Sort into chromosome/positon order

Ideally at this point we would be outputting CRAM directly, but at present samtools 1.0 does not have a way to indicate the reference on the command line. We can output to BAM instead and convert (below), or modify the SAM @SQ header to include MD5 sums in the M5: field.

samtools sort -O bam -T /tmp -l 0 -o yeast.bam yeast.sam

The “-l 0” indicates to use no compression in the BAM file, as it is transitory and will be replaced by CRAM soon. We may wish to use -l 1 if disk space is short and we wish to reduce temporary file size.

Convert to CRAM format

samtools view -T yeast.fasta -C -o yeast.cram yeast.bam

Note that since the BAM file did not have M5 tags for the reference sequences, they are computed by Samtools and added to the CRAM. In a production environment, this step can be avoided by ensuring that the M5 tags are already in the SAM/BAM header.

The last 3 steps can be combined into a pipeline to reduce disk I/O:

bwa mem yeast.fasta y1.fastq y2.fastq | \
samtools sort -O bam -l 0 -T /tmp - | \
samtools view -T yeast.fasta -C -o yeast.cram -

Viewing in alignment and pileup format

See the variant calling workflow for more advanced examples.

samtools view yeast.cram
samtools mpileup -f yeast.fasta yeast.cram

The REF_PATH and REF_CACHE

One of the key concepts in CRAM is that it is uses reference based compression. This means that Samtools needs the reference genome sequence in order to decode a CRAM file. Samtools uses the MD5 sum of the each reference sequence as the key to link a CRAM file to the reference genome used to generate it. By default Samtools checks the reference MD5 sums (@SQ “M5” auxiliary tag) in the directory pointed to by $REF_PATH environment variable (if it exists), falling back to querying the European Bioinformatics Institute (EBI) reference genome server, and further falling back to the @SQ “UR” field if these are not found.

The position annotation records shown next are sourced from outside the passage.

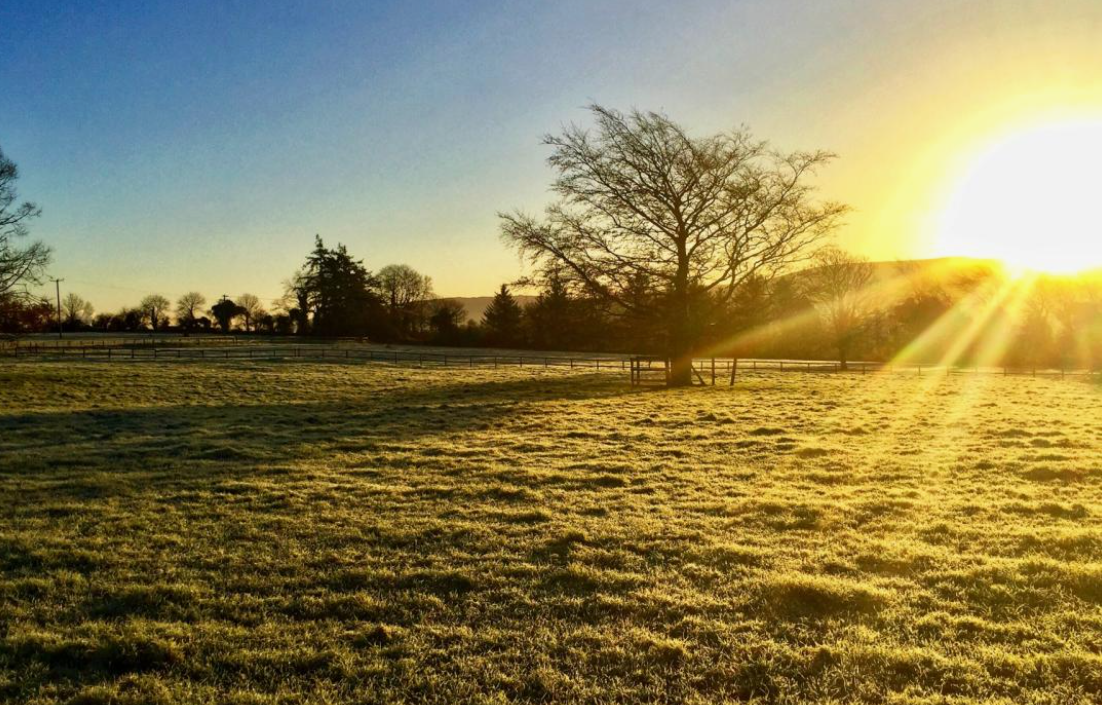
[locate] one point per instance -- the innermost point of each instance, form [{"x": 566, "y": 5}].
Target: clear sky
[{"x": 200, "y": 145}]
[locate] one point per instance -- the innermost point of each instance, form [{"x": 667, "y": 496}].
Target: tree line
[{"x": 657, "y": 242}]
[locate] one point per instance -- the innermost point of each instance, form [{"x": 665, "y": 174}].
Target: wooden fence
[{"x": 643, "y": 370}]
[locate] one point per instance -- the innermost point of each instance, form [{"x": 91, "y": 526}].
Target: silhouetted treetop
[{"x": 643, "y": 203}]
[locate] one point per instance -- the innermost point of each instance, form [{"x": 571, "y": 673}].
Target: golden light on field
[{"x": 1029, "y": 198}]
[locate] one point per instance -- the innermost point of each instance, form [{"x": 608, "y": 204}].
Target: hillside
[{"x": 476, "y": 305}]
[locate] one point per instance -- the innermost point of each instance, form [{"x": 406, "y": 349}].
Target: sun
[{"x": 1032, "y": 198}]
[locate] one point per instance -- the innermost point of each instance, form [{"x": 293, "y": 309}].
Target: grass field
[{"x": 326, "y": 533}]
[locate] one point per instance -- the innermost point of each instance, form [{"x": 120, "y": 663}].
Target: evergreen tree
[
  {"x": 503, "y": 320},
  {"x": 342, "y": 293}
]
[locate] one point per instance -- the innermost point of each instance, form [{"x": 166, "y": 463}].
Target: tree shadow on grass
[{"x": 95, "y": 453}]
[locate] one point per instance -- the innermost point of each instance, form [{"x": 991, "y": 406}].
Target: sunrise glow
[{"x": 1029, "y": 198}]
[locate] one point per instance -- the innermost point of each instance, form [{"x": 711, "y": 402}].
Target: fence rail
[{"x": 643, "y": 369}]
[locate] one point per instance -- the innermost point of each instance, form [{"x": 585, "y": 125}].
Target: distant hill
[
  {"x": 476, "y": 305},
  {"x": 930, "y": 269}
]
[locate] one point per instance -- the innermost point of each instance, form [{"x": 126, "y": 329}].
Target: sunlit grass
[{"x": 305, "y": 532}]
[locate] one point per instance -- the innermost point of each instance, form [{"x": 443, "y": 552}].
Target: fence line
[{"x": 643, "y": 369}]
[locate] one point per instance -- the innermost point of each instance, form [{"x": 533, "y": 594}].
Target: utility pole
[{"x": 57, "y": 284}]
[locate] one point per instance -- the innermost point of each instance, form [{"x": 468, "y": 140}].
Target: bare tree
[
  {"x": 75, "y": 311},
  {"x": 251, "y": 310},
  {"x": 407, "y": 293},
  {"x": 693, "y": 217},
  {"x": 188, "y": 307},
  {"x": 20, "y": 266},
  {"x": 295, "y": 301},
  {"x": 154, "y": 307},
  {"x": 839, "y": 286}
]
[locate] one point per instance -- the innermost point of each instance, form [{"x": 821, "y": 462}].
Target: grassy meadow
[{"x": 305, "y": 532}]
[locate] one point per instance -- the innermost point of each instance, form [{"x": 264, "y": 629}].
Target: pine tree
[{"x": 501, "y": 320}]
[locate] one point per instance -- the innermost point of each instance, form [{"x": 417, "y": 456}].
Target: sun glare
[{"x": 1030, "y": 199}]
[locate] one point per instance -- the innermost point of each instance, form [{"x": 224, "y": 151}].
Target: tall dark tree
[
  {"x": 503, "y": 320},
  {"x": 693, "y": 217},
  {"x": 407, "y": 293},
  {"x": 188, "y": 307},
  {"x": 342, "y": 293},
  {"x": 154, "y": 308},
  {"x": 21, "y": 264},
  {"x": 295, "y": 302},
  {"x": 224, "y": 312}
]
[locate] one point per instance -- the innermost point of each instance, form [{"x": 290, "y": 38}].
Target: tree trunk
[
  {"x": 680, "y": 344},
  {"x": 680, "y": 347}
]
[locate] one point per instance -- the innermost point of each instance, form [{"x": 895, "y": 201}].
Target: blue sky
[{"x": 200, "y": 145}]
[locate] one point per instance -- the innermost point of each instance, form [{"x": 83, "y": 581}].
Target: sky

While the EBI have an MD5 reference server for downloading reference sequences over http, we recommend use of a local MD5 cache. We have provided with Samtools a basic script (misc/seq_cache_populate.pl) to convert your local yeast.fasta to a directory tree of reference sequence MD5 sums:

<samtools_src_dir>/misc/seq_cache_populate.pl -root /some_dir/cache yeast.fasta
export REF_PATH=/some_dir/cache/%2s/%2s/%s:http://www.ebi.ac.uk/ena/cram/md5/%s
export REF_CACHE=/some_dir/cache/%2s/%2s/%s

REF_PATH is a colon separated list of directories in which to search for files named after the sequence M5 field. The : in http:// is not considered to be a separator. Hence using the above setting, any CRAM files that are not cached locally may still be looked up remotely.

In this example “%2s/%2s/%s” means the first two digits of the M5 field followed by slash, the next two digits and slash, and then the remaining 28 digits. This helps to avoid one large directory with thousands of files in it.

The REF_CACHE environment variable is used to indicate that any downloaded reference sequences should be stored locally in this directory in order to avoid subsequent downloads. This should normally be set to the same location as the first directory in REF_PATH.